Bright light that flickers frequently or rapidly, like a strobe light, can trigger seizures in some people – a phenomenon documented in nearly 700 children who were hospitalized in Japan 10 years ago after watching a Pokemon cartoon. The condition is much on the mind of a neurologist specializing in seizure disorders as the 4th of July holiday with all its fireworks approaches.
While Giuseppe Erba, M.D., is not aware of any instance where fireworks have actually caused a person to have a seizure, the physician at the University of Rochester Medical Center says that a few people who are extremely sensitive to flashing light might be at risk during holiday celebrations this week, and he recommends a few precautions.
Like many seizure specialists, Erba treats patients with photosensitivity – an extreme sensitivity to bright, rapidly flickering light that is experienced by some patients with epilepsy and a few otherwise healthy people. In 2004 he led an international committee on behalf of the Epilepsy Foundation that established standards for the video gaming industry to help prevent seizures among gamers, and recently he explained how an animation of a diver used last month to publicize the upcoming 2012 Olympic games in London can cause seizures.
In most people, the brain is able to handle the flood of visual information presented by rapidly flashing lights and repeating patterns. But in some people, the extra stimulation floods the brain and sends cells called neurons into a frenzy in which they fire uncontrollably, causing seizures. The phenomenon can occur when people watch TV, play video games, dance at a concert or club, or even ride in a car, when they are exposed to rapidly flickering light coming through the trees as the car moves along.
Those at risk include people with epilepsy and relatives of people who have been diagnosed by a doctor as being photosensitive. Erba said that the phenomenon tends to run in families, and children in such families are most vulnerable. Doctors estimate that about three to five percent of people with epilepsy may be photosensitive, although they may never have a seizure caused by lights unless they are exposed to strong, provocative stimuli. As a result, many are at risk without knowing it, Erba said.
For the Fourth of July holiday, Erba offers these tips for high-risk people:
-- Cover one eye during the final barrage of fireworks. That reduces the amount of visual information flooding the brain and is usually enough to prevent seizures among photosensitive patients, while still allowing them to enjoy the fireworks.
-- Don’t get too close to a big fireworks display. People who are sensitive to light should keep bright flickering lights like fireworks to less than half of what their eyes see at any one moment.

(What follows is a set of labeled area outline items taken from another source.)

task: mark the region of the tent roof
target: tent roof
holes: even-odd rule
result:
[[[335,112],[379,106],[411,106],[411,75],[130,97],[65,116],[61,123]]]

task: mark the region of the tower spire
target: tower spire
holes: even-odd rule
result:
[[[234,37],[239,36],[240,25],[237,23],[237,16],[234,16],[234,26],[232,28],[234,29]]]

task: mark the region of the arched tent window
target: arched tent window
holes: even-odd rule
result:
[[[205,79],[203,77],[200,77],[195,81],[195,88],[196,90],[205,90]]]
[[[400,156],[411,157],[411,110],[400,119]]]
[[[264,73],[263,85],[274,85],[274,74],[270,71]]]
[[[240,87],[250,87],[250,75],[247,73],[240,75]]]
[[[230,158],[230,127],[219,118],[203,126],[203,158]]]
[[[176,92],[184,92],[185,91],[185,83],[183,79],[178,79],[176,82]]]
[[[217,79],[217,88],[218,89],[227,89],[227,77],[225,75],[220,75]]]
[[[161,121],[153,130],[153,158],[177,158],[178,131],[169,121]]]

-- Get your sleep. Fatigue and sleep deprivation can make people more susceptible.
-- Patients with epilepsy should be sure to take their medication on schedule before viewing fireworks. One common medication, divalproex sodium, also known as Depakote and available in generic form as well, reduces photosensitivity in people with epilepsy very effectively, Erba said. Among people with epilepsy, photosensitivity is most common in adolescents with a form known as juvenile myoclonic epilepsy.
-- Anyone who begins to feel their body jerking while watching fireworks should cover both eyes immediately. Unlike most seizures, Erba said, those caused by photosensitivity can be stopped once they’ve begun by cutting off the visual input within one or two seconds.
“The message certainly is not to discourage people from watching fireworks and enjoying the displays,” said Erba, a professor of Neurology and of Pediatrics who treats seizure patients at Strong Memorial Hospital and at Golisano Children’s Hospital at Strong. “But people at risk should take proper precautions. Children are much more photosensitive, so parents of children in families who have relatives that have had seizures or epilepsy should be extra vigilant.”